18

51 15 0
                                    

Mouse


─ Tu vas te coucher ? me demanda Louka quand on se retrouva dans le salon, tard ce soir-là.

─ Non.

─ Tu veux fumer sur le toit ?

─ D'accord.

Le ciel était couvert ce soir-là, il faisait plus frais que d'habitude, mais la brise nocturne était encore agréable. J'avais enroulé mon châle rose autour de mes épaules et je fredonnais en tirant quelques notes à ma guitare.

─ Quand je te dépose, le matin, je ne vois jamais ton père au magasin, dis-je à Louka, et je lui tapotai le bras pour lui signifier que je lui passais le joint qu'on fumait. Ni même quand je viens te chercher, d'ailleurs.

─ Ouais. Il travaille énormément dans ses bureaux. J'ai même l'impression qu'il s'y cache, si tu veux savoir.

Il haussa les épaules.

─ Vous êtes proches ?

─ Non. On l'était avant, en quelque sorte. Quand j'étais petit. Mais depuis que je suis adulte, on n'a plus grand chose à se dire. Je ne l'intéresse absolument pas.

Je jetai un œil à son visage. Il semblait songeur plus qu'attristé.

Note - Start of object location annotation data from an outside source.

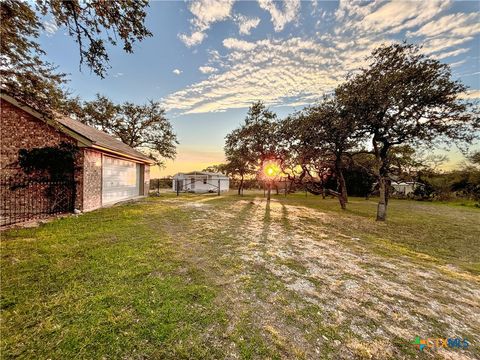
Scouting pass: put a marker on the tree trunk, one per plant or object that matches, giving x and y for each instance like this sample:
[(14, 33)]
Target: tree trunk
[(382, 166), (342, 198), (382, 203), (240, 187)]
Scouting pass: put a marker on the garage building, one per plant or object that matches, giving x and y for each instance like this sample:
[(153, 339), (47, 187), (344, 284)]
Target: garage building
[(106, 170)]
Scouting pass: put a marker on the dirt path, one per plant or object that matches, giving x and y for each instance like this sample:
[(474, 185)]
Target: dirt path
[(300, 288)]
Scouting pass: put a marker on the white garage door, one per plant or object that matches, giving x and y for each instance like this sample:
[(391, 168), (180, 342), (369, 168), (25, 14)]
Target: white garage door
[(121, 179)]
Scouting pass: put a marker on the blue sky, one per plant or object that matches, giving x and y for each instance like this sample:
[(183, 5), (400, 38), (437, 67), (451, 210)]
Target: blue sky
[(208, 60)]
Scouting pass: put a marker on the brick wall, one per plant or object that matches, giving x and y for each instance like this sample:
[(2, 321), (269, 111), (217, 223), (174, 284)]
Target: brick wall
[(20, 130), (92, 179), (146, 180)]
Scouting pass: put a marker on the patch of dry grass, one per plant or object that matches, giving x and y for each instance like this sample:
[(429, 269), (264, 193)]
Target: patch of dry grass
[(293, 278)]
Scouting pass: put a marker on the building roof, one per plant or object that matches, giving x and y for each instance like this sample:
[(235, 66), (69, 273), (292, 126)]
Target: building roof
[(101, 139), (202, 173), (86, 135)]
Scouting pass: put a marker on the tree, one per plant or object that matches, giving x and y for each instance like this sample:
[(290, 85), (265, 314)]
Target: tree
[(318, 140), (96, 23), (144, 127), (93, 25), (253, 143), (25, 75), (333, 135), (405, 97)]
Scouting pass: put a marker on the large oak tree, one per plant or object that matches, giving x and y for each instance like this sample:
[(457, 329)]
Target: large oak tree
[(144, 127), (405, 97)]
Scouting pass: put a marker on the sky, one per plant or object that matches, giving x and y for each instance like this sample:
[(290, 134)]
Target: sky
[(208, 60)]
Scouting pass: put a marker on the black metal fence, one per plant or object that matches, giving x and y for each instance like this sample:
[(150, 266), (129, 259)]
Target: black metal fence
[(24, 200)]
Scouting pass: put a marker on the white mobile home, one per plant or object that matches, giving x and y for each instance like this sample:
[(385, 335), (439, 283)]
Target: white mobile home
[(200, 182)]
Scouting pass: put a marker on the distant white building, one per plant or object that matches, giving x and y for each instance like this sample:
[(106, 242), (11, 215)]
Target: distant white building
[(405, 187), (200, 182)]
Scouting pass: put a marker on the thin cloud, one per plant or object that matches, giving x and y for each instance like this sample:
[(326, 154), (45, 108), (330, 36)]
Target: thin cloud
[(278, 16), (299, 70), (246, 24), (207, 69), (205, 13)]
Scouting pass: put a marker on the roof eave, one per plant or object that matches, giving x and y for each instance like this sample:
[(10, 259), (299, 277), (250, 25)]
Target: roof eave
[(122, 154), (82, 140)]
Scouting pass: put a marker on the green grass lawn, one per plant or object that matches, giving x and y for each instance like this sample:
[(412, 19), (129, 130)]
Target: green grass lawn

─ On se connaît mal, en fait. Il n'a pas cherché à s'intéresser à moi, à ce qui me plait. Sûrement parce que moi-même, je n'y faisais pas attention. Devenir jardinier, tu penses. DJ, c'était mieux, plus cool. J'étais con, je voulais plaire aux filles. Je voulais être populaire, avoir des amis, plein d'amis. J'ai réussi d'ailleurs, enfin... mon père, il avait Costa...

─ Costa ?

─ Mon frère. C'est l'aîné.

─ C'est un beau prénom.

─ Ouais, tout ça, « Louka », « Costa », c'est grec, quoi. Donc, Cos, il cochait déjà toutes les cases. Ca avait l'air de convenir à mon père, tu vois, il a jeté son dévolu sur lui... j'imagine. Je sais pas trop. Mais après l'accident... c'est devenu pire. Il a rejoint la horde de gens gênés...

─ Ah. J'imagine que ça ne doit pas être facile pour lui non plus, ce qui t'es arrivé. Qu'est-ce qui s'est passé, ce jour-là, d'ailleurs ? Le jour de l'accident ?

Louka expira la fumée du joint vers le ciel, avant de me le tendre.

─ Tu sais que personne ne me demande jamais ça ? finit-il par lâcher, se tournant vers moi.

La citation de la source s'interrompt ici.